O modelo de gestão dos portos e o poder sindical têm de ser alterados, tendo o Governo reconhecido  que essa é uma nova prioridade. É uma das alterações ao roteiro ditadas pela troika, que esteve em Portugal na semana passada. Avança a solução “holding”.

A reforma do sistema portuário junta-se à renegociação das PPP no topo das prioridades das reformas estruturais ditadas pelo Memorando de Entendimento da troika, ultrapassando em prioridade o setor energético.

A necessidade de mudanças  no sistema portuário português ganhou prioridade máxima na agenda de reforma estrutural, admitem fontes nacionais e da troika. O objetivo confessado é aumentar a concorrência e a eficiência da gestão e flexibilizar as relações laborais no setor.

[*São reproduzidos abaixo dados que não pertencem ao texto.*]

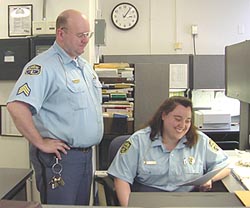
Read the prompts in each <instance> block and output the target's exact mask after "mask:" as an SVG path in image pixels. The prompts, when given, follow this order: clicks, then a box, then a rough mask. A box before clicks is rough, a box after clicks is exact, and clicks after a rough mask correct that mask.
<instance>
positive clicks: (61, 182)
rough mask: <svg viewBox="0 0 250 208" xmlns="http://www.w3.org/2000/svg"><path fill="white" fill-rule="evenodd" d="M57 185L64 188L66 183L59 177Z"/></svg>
mask: <svg viewBox="0 0 250 208" xmlns="http://www.w3.org/2000/svg"><path fill="white" fill-rule="evenodd" d="M57 183H58V185H59V186H64V184H65V182H64V180H63V179H62V177H61V176H59V177H58V178H57Z"/></svg>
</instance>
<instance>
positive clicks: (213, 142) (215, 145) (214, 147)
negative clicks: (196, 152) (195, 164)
mask: <svg viewBox="0 0 250 208" xmlns="http://www.w3.org/2000/svg"><path fill="white" fill-rule="evenodd" d="M209 146H210V147H211V149H212V150H213V151H214V152H218V151H219V149H220V148H219V146H218V145H217V144H216V143H215V142H214V141H213V140H212V139H210V140H209Z"/></svg>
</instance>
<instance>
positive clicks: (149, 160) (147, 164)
mask: <svg viewBox="0 0 250 208" xmlns="http://www.w3.org/2000/svg"><path fill="white" fill-rule="evenodd" d="M144 164H146V165H156V164H157V162H156V161H155V160H148V161H144Z"/></svg>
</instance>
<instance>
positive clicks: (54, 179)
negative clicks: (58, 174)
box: [49, 176, 59, 189]
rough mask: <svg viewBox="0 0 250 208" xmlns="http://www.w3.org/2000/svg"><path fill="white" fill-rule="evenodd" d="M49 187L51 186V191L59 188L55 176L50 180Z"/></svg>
mask: <svg viewBox="0 0 250 208" xmlns="http://www.w3.org/2000/svg"><path fill="white" fill-rule="evenodd" d="M49 185H51V188H52V189H55V188H57V187H58V186H59V184H58V180H57V179H56V178H55V176H54V177H53V178H52V179H51V180H50V182H49Z"/></svg>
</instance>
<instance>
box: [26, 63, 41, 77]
mask: <svg viewBox="0 0 250 208" xmlns="http://www.w3.org/2000/svg"><path fill="white" fill-rule="evenodd" d="M41 68H42V67H41V66H40V65H37V64H33V65H30V66H29V67H28V68H27V69H26V70H25V73H24V74H26V75H39V74H40V73H41Z"/></svg>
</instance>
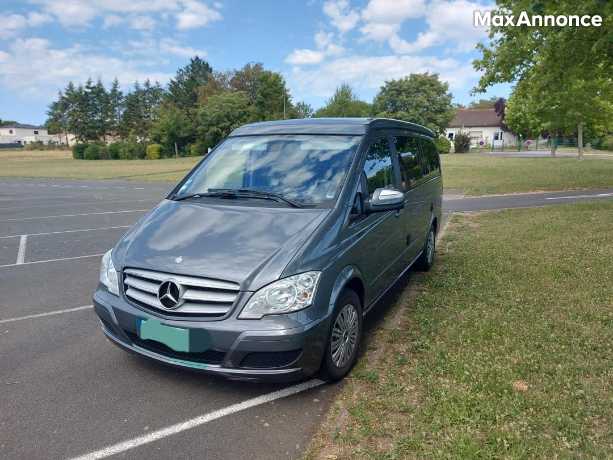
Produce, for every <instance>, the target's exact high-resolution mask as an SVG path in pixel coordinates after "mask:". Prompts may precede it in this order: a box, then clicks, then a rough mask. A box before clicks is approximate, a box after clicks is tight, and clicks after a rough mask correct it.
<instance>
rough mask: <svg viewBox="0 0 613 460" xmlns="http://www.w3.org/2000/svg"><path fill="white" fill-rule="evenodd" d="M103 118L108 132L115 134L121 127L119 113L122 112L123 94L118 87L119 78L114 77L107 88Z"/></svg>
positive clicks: (121, 112)
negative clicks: (105, 104) (107, 93)
mask: <svg viewBox="0 0 613 460" xmlns="http://www.w3.org/2000/svg"><path fill="white" fill-rule="evenodd" d="M107 102H108V104H107V106H106V107H105V112H106V113H105V118H106V120H107V123H108V132H109V134H111V135H113V136H116V135H117V134H118V133H119V131H120V128H121V115H122V113H123V105H124V96H123V92H122V91H121V89H120V87H119V80H117V78H115V79H114V80H113V83H112V84H111V89H110V90H109V94H108V99H107Z"/></svg>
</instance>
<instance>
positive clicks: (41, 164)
mask: <svg viewBox="0 0 613 460" xmlns="http://www.w3.org/2000/svg"><path fill="white" fill-rule="evenodd" d="M199 160H200V157H186V158H178V159H175V158H169V159H164V160H99V161H88V160H74V159H73V158H72V154H71V152H70V151H67V150H57V151H56V150H42V151H36V150H0V164H1V165H2V169H1V170H0V176H2V177H58V178H66V179H124V180H138V181H171V182H176V181H178V180H179V179H181V178H182V177H183V176H184V175H185V174H186V173H187V172H188V171H189V170H190V169H191V168H192V167H193V166H194V165H195V164H196V162H197V161H199Z"/></svg>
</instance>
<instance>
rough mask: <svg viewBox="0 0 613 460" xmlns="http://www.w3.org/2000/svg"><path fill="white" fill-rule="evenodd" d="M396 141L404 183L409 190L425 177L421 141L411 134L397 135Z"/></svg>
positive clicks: (405, 186) (398, 156) (402, 182)
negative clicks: (421, 162) (408, 135)
mask: <svg viewBox="0 0 613 460" xmlns="http://www.w3.org/2000/svg"><path fill="white" fill-rule="evenodd" d="M394 143H395V147H396V153H397V154H398V157H399V162H400V171H401V176H402V185H403V188H404V189H405V190H408V189H410V188H412V187H414V186H415V185H416V184H417V183H418V182H419V180H420V179H421V178H422V177H423V166H422V164H421V161H420V153H419V143H418V140H417V138H415V137H411V136H396V137H394Z"/></svg>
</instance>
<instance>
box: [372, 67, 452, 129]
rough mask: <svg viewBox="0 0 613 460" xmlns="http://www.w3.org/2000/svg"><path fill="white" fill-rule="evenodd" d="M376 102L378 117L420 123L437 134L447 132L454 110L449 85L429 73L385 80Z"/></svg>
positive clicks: (377, 97)
mask: <svg viewBox="0 0 613 460" xmlns="http://www.w3.org/2000/svg"><path fill="white" fill-rule="evenodd" d="M373 106H374V107H373V110H374V112H375V113H376V115H377V116H378V117H386V118H396V119H398V120H404V121H410V122H413V123H418V124H420V125H423V126H426V127H427V128H430V129H431V130H432V131H434V133H435V134H436V135H440V134H441V133H443V132H444V130H445V128H447V127H448V126H449V122H450V121H451V119H452V118H453V115H454V113H455V109H454V107H453V105H452V104H451V94H450V93H449V86H448V85H447V83H445V82H442V81H441V80H440V79H439V77H438V75H437V74H430V73H422V74H411V75H409V76H408V77H405V78H401V79H400V80H391V81H387V82H385V84H384V85H383V86H382V87H381V90H380V91H379V94H377V96H376V97H375V101H374V104H373Z"/></svg>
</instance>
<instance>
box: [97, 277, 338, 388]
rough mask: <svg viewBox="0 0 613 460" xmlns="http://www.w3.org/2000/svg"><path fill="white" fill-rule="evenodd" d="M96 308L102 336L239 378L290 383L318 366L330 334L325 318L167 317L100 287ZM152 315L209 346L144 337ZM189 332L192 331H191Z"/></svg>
mask: <svg viewBox="0 0 613 460" xmlns="http://www.w3.org/2000/svg"><path fill="white" fill-rule="evenodd" d="M93 303H94V309H95V312H96V314H97V315H98V317H99V318H100V321H101V323H102V330H103V332H104V334H105V335H106V336H107V337H108V338H109V340H111V342H113V343H114V344H116V345H118V346H119V347H121V348H123V349H125V350H127V351H130V352H133V353H136V354H139V355H141V356H145V357H147V358H150V359H154V360H156V361H159V362H163V363H166V364H169V365H172V366H177V367H182V368H189V369H194V370H198V371H202V372H206V373H210V374H217V375H221V376H224V377H227V378H230V379H237V380H269V381H292V380H299V379H303V378H306V377H308V376H310V375H312V374H314V373H315V372H317V370H318V369H319V367H320V364H321V358H322V356H323V352H324V348H325V346H326V342H327V336H328V329H329V325H328V318H323V319H321V320H317V321H313V322H310V323H308V324H303V325H300V326H299V327H291V328H283V327H280V324H279V322H275V321H274V320H268V321H263V320H239V319H236V318H233V317H231V318H226V319H224V320H219V321H193V320H185V319H178V320H168V319H163V318H160V317H158V316H156V315H154V314H152V313H149V312H147V311H144V310H141V309H139V308H136V307H135V306H133V305H132V304H130V303H129V302H127V301H126V300H125V299H124V298H123V297H117V296H114V295H112V294H110V293H109V292H108V291H106V290H105V289H103V288H102V289H98V290H97V291H96V292H95V294H94V298H93ZM149 319H155V320H158V321H160V322H161V323H163V324H165V325H168V326H173V327H180V328H186V329H190V331H192V330H197V331H198V335H199V336H200V337H202V336H203V335H204V337H206V343H207V347H206V348H207V349H206V350H204V351H200V352H197V353H189V352H185V353H184V352H177V351H174V350H172V349H170V348H168V347H167V346H165V345H163V344H161V343H158V342H155V341H151V340H142V339H140V338H139V336H138V332H137V329H138V322H139V321H141V320H149ZM190 333H191V332H190Z"/></svg>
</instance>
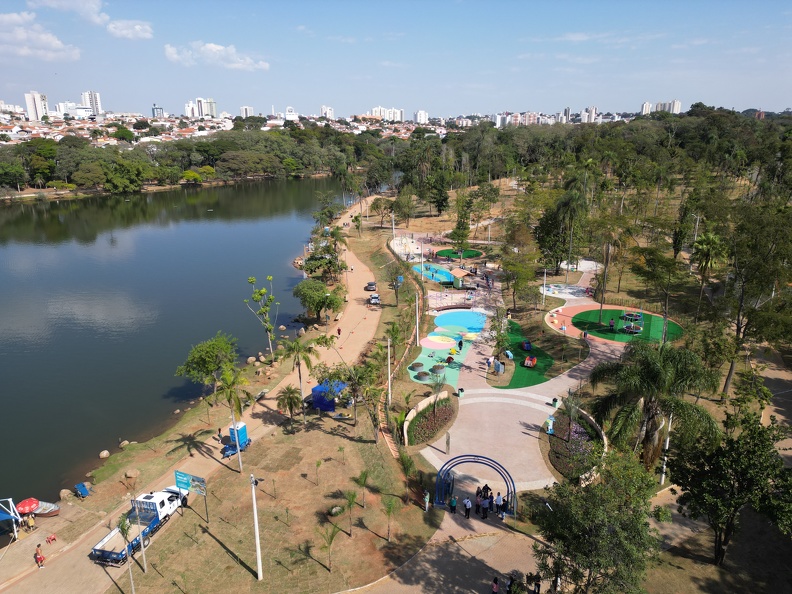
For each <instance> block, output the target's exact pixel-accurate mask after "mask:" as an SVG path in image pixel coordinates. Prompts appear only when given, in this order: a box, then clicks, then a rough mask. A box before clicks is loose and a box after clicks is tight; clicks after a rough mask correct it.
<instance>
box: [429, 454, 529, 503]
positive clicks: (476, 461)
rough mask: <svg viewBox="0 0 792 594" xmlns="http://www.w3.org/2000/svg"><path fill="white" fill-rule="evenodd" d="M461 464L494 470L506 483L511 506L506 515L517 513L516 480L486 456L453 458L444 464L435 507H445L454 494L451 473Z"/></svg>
mask: <svg viewBox="0 0 792 594" xmlns="http://www.w3.org/2000/svg"><path fill="white" fill-rule="evenodd" d="M460 464H483V465H484V466H486V467H487V468H492V469H493V470H494V471H495V472H497V473H498V474H499V475H500V477H501V478H502V479H503V482H504V483H506V501H508V502H509V506H508V508H507V509H506V513H507V514H509V515H513V514H515V513H516V512H517V488H516V487H515V485H514V479H513V478H512V477H511V475H510V474H509V471H508V470H506V469H505V468H504V467H503V466H501V464H500V463H498V462H496V461H495V460H493V459H492V458H487V457H485V456H478V455H476V454H462V455H461V456H456V457H454V458H451V459H450V460H449V461H448V462H446V463H445V464H443V466H442V468H440V470H439V471H438V472H437V480H436V482H435V499H434V504H435V505H443V506H445V502H446V499H448V498H449V497H450V496H451V494H452V493H453V492H454V483H455V478H454V473H453V472H451V470H453V469H454V468H455V467H456V466H459V465H460Z"/></svg>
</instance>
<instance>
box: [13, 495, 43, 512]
mask: <svg viewBox="0 0 792 594" xmlns="http://www.w3.org/2000/svg"><path fill="white" fill-rule="evenodd" d="M38 506H39V501H38V499H34V498H33V497H31V498H29V499H25V500H24V501H20V502H19V503H17V511H18V512H19V513H20V514H23V515H24V514H29V513H31V512H33V511H35V510H36V508H38Z"/></svg>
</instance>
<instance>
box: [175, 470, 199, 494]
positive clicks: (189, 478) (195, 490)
mask: <svg viewBox="0 0 792 594" xmlns="http://www.w3.org/2000/svg"><path fill="white" fill-rule="evenodd" d="M176 486H177V487H178V488H179V489H184V490H185V491H190V492H192V493H196V494H198V495H203V496H204V497H206V479H205V478H201V477H200V476H193V475H191V474H187V473H186V472H182V471H181V470H177V471H176Z"/></svg>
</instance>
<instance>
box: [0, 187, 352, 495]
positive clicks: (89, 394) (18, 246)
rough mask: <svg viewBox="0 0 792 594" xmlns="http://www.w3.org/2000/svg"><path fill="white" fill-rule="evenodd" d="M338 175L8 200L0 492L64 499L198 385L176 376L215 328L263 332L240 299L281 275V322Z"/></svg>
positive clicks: (158, 423)
mask: <svg viewBox="0 0 792 594" xmlns="http://www.w3.org/2000/svg"><path fill="white" fill-rule="evenodd" d="M320 191H321V192H324V191H331V192H334V193H338V185H337V184H336V183H335V182H334V181H333V180H330V179H307V180H290V181H272V182H262V183H255V184H246V185H239V186H226V187H215V188H206V189H200V188H196V189H183V190H174V191H168V192H155V193H150V194H141V195H131V196H110V197H95V198H88V199H84V200H74V201H60V202H57V203H55V202H51V203H35V204H24V205H21V204H16V205H11V206H6V207H0V377H1V378H2V382H3V383H2V390H1V391H0V406H2V419H3V427H2V432H3V440H2V443H3V444H4V447H3V452H2V454H0V477H2V478H0V498H3V497H13V498H14V499H15V500H16V501H20V500H21V499H24V498H26V497H31V496H32V497H37V498H41V499H45V500H55V499H57V494H58V491H59V490H60V489H61V488H71V487H72V486H73V485H74V484H75V483H76V482H79V481H81V480H84V478H83V477H84V474H85V472H87V471H88V470H90V469H92V468H95V467H96V466H98V464H99V460H98V454H99V452H100V451H101V450H104V449H108V450H110V451H111V452H113V451H117V444H118V441H119V439H127V440H130V441H144V440H145V439H147V438H149V437H151V436H153V435H156V434H158V433H160V432H161V431H162V430H163V429H164V428H165V427H166V426H167V425H168V424H170V423H172V422H173V420H174V416H173V414H172V413H173V411H174V410H175V409H177V408H181V409H184V408H185V406H189V405H188V404H187V402H188V401H189V400H191V399H193V398H195V397H197V396H199V395H200V393H201V388H200V387H199V386H196V385H195V384H192V383H191V382H189V381H186V380H184V379H183V378H177V377H174V375H173V374H174V371H175V369H176V367H177V366H178V365H180V364H181V363H182V362H183V361H184V359H185V358H186V356H187V354H188V352H189V350H190V348H191V346H192V345H194V344H197V343H198V342H201V341H203V340H206V339H208V338H211V337H212V336H214V335H215V333H216V332H217V331H218V330H221V331H223V332H225V333H229V334H231V335H233V336H235V337H236V338H237V339H238V341H239V343H238V346H239V351H240V354H242V355H244V356H247V355H249V354H256V353H257V352H258V351H264V350H265V346H266V336H265V333H264V331H263V328H262V327H261V325H260V323H259V322H258V321H257V319H256V318H255V317H254V316H253V314H252V313H251V312H250V311H249V310H248V309H247V307H246V306H245V304H244V303H243V300H244V299H246V298H249V297H250V294H251V292H252V287H251V286H250V285H249V284H248V283H247V279H248V277H250V276H255V277H257V279H258V281H259V286H260V285H261V284H262V283H263V282H264V281H265V278H266V277H267V276H268V275H272V276H273V277H274V289H275V296H276V300H277V301H278V302H280V307H279V315H278V320H277V323H276V324H275V326H276V327H277V326H278V325H279V324H281V323H283V324H286V325H287V326H289V327H290V328H291V327H293V326H292V325H290V323H291V321H292V320H293V318H294V317H295V316H296V315H297V314H299V313H300V312H301V307H300V304H299V302H298V301H297V300H296V299H294V297H292V289H293V288H294V286H295V285H296V284H297V283H298V282H299V281H300V280H302V273H301V272H300V271H298V270H296V269H295V268H293V267H292V266H291V261H292V260H293V259H294V258H295V257H296V256H299V255H302V250H303V244H304V243H306V242H307V239H308V235H309V233H310V230H311V227H312V226H313V219H312V216H311V215H312V213H313V212H314V210H316V205H317V202H316V193H317V192H320Z"/></svg>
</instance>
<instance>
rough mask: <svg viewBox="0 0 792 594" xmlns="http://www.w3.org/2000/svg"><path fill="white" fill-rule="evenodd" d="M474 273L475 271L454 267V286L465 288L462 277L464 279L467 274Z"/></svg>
mask: <svg viewBox="0 0 792 594" xmlns="http://www.w3.org/2000/svg"><path fill="white" fill-rule="evenodd" d="M472 274H473V273H472V272H470V271H468V270H464V269H462V268H454V269H453V270H452V271H451V276H453V277H454V288H455V289H462V288H463V287H462V279H464V278H465V277H466V276H471V275H472Z"/></svg>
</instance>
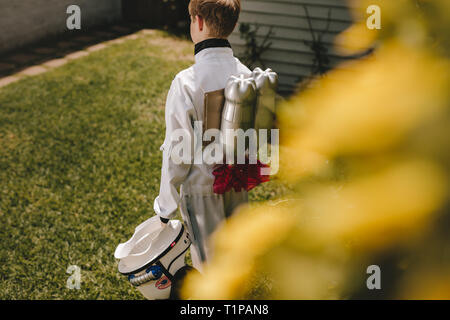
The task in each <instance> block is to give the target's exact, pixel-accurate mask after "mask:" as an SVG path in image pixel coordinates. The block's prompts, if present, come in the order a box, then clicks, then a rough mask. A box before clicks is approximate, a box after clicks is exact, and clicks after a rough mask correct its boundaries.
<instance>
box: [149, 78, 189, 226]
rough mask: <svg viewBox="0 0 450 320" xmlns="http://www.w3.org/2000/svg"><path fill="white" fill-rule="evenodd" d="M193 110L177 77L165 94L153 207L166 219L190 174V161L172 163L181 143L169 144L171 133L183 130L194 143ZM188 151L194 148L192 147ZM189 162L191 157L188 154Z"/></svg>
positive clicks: (173, 80) (170, 215) (172, 208)
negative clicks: (161, 157) (163, 129)
mask: <svg viewBox="0 0 450 320" xmlns="http://www.w3.org/2000/svg"><path fill="white" fill-rule="evenodd" d="M193 113H194V107H193V104H192V102H191V99H190V98H189V96H188V95H187V94H186V92H184V91H183V88H182V84H181V82H180V79H179V78H178V77H176V78H175V79H174V80H173V81H172V84H171V87H170V90H169V93H168V95H167V101H166V110H165V119H166V137H165V139H164V144H163V145H162V147H161V150H162V151H163V161H162V169H161V184H160V191H159V196H158V197H157V198H156V199H155V202H154V205H153V208H154V210H155V212H156V214H157V215H159V216H160V217H162V218H165V219H172V218H174V217H175V215H176V210H177V208H178V205H179V203H180V195H179V192H178V189H179V187H180V185H181V184H182V183H183V182H184V180H185V178H186V177H187V175H188V174H189V171H190V169H191V164H192V161H190V162H189V163H181V164H175V163H174V161H173V160H172V159H171V157H170V154H171V152H172V149H173V147H174V145H175V144H178V143H180V141H179V140H178V141H177V140H176V141H172V134H173V132H174V131H175V130H179V129H182V130H183V134H184V136H185V138H189V139H190V141H191V145H192V141H194V129H193V127H192V117H193ZM191 150H193V148H192V147H191ZM190 157H191V159H192V158H193V156H192V155H190Z"/></svg>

A justificação é a de que é necessário cortar custos que pesam sobre toda a economia e potenciar Portugal como um "player" europeu nesta indústria. Será aplicado aos portos um modelo semelhante ao da ANA para os aeroportos.

Se o primeiro dos objetivos é pacífico – e Portugal , por via da Janela Única Portuária, é já um dos mais inovadores – o segundo objetivo, isto é, a flexibilização as relações laborais, promete vir a constituir um quebra-cabeças para os agentes económicos do setor, face à história recente das lutas que caracterizam a atividade da mão de obra portuária.

Diga-se, por ser verdade, que esse “poderio” sindical deve hoje ser relativizado, pois tanto em Sines, primeiro, como em Leixões, mais recentemente, já foram assinados acordos de flexibilização que vão a par com o que a troika preconiza.  O que garante, em princípio, que o sistema não deverá registar os bloqueios totais que em tempos tanto mal causaram ao setor e a quem a ele necessita de recorrer.